Each issue we quiz a South African interior designer about their past as well as the future of their profession. This month we spoke to Floris Marais of Suttie & Marais Designs
Q What is your background?
I was born in Alberton, Gauteng and went to school there. I have no formal education in interior design. The other member of Suttie & Marais Designs, Neill Suttie, was born and schooled in Durban. He studied at the Inchbald School of Interior Design in London.
Q What sparked your interest in interior design?
From a very young age I started doing work for family and friends. This involved painting and I was always working with furniture and art.
Q What would you say is your signature design style?
We do not have a signature style – for us it all depends on the architecture of the house, the client’s needs and personality. We love working in both a classical and very contemporary style. We love the mix of old and new, and our own homes are a meeting of contemporary and classical influences. We love either very modern architecture set off with antique pieces or an old building with more modern pieces.
Q There is the debate about a South African style of architecture, but is there a South African style of interior design?
South African interiors do not have a definite style. As the world has become very small, particularly with the internet, this has influenced our styles and allowed us to borrow styles and concepts within our work. This applies to designers worldwide, an example being the introduction of animal prints and objects from Africa into foreign interiors. Architecture has also been greatly influenced by European designs, such as all the Tuscan and French villas around. Still, there are some architects who have created more of an ‘African’ feel in their work by creating more contemporary ideas to suit our climate and lifestyle.

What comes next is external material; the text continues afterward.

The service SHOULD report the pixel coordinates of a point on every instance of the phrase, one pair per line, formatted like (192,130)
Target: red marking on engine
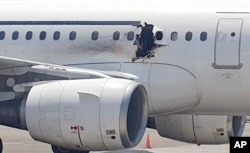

Q Describe your ultimate client.
My ultimate client is a client who knows what he or she wants, who is committed to creating a definite lifestyle, and then gives us free rein to create it.
Q What are you currently working on?
We are currently working on a large domestic project in Johannesburg which just involves decorating, but with a good budget – it covers everything from introducing new tiles to the sheets on the bed. Then we are busy renovating a house for a client, as well as building two new houses for clients in Johannesburg and Hermanus. We are helping a client renovate a fantastic 1906 building in Simon’s Town, which will then be decorated as a holiday home for the family. We’re also doing a decorating job in Sydney, Australia.
Q How would you rate the standard of education in the field?
I find that education in the decorating field is lacking in the area of practicality. With our work, one learns on a daily basis, and the only way to keep up with this is to be in the field. It’s about practicality, about understanding what it is that you are working on on a daily basis. Any person can apply to do the courses available, but it’s more about having ‘it’ within you. It’s about a talent and then the drive to want to create. Just as one cannot learn to be a Picasso, one cannot just ‘learn’ to be a decorator.
Q Can you name one trend which you think is worth keeping an eye on?
I think the current trend is to use colour – this includes monotones within a colour, like red on red, or white on white, or solid colours with patterns which are all in the same colour palette. Gold is also very big. Since Dolce & Gabbana did their ‘Gold Bar’, the colour gold has been given a new and very trendy reawakening.
* What is your background (where you were born, grew up, educated)?
I was born in Johannesburg and grew up on the west rand.
I studied Interior Design at Wits Tech from 1990 to 1993. (now The University of Johannesburg)
* What sparked your interest in interior design?
After finishing school I wasn’t sure exactly what I wanted to study but was interested in photography, graphic design, architecture and furniture design.
I visited a number of institutions and after narrowing it down to Industrial or Interior Design I finally decided to go with Interior design because it had a bit of all the above.
* What would you say is your signature design style?
My business partner, Philippe, and myself have always been interested in designing furniture that has a high level of craft, using traditional construction techniques but always exploring new materials, also, using interesting or unusual combinations of traditional materials.
This level of detail and craft is followed through into the interiors we design.
* There is the debate about a South Africa style of architecture, but is there a South African style of interior design?
We are constantly influenced by the enviroment we work and live in however we do not work within the constaints of a South African style.
* Describe your ultimate client?
Well travelled, well informed, willing to take chances.
* What are you currently working on?
We are lucky in that we have quite a diverse cliental, we are busy working on a number of residential projects, the British Airways lounges at JHB, CT and DBN airports, a night club in Sandton, a private gym etc.
We also design and manufacture furniture. We launch two new ranges a year. These are shown in Parktown North Showroom and on our website. www.tonicdesign.co.za
* How would you rate the standard of education in the field?
On the whole quite strong, however I think there is room for improvement.
* Can you name one trend which you think is worth keeping an eye on?
No. My advise would be not to follow trends, rather invest in well designed furniture and architecture.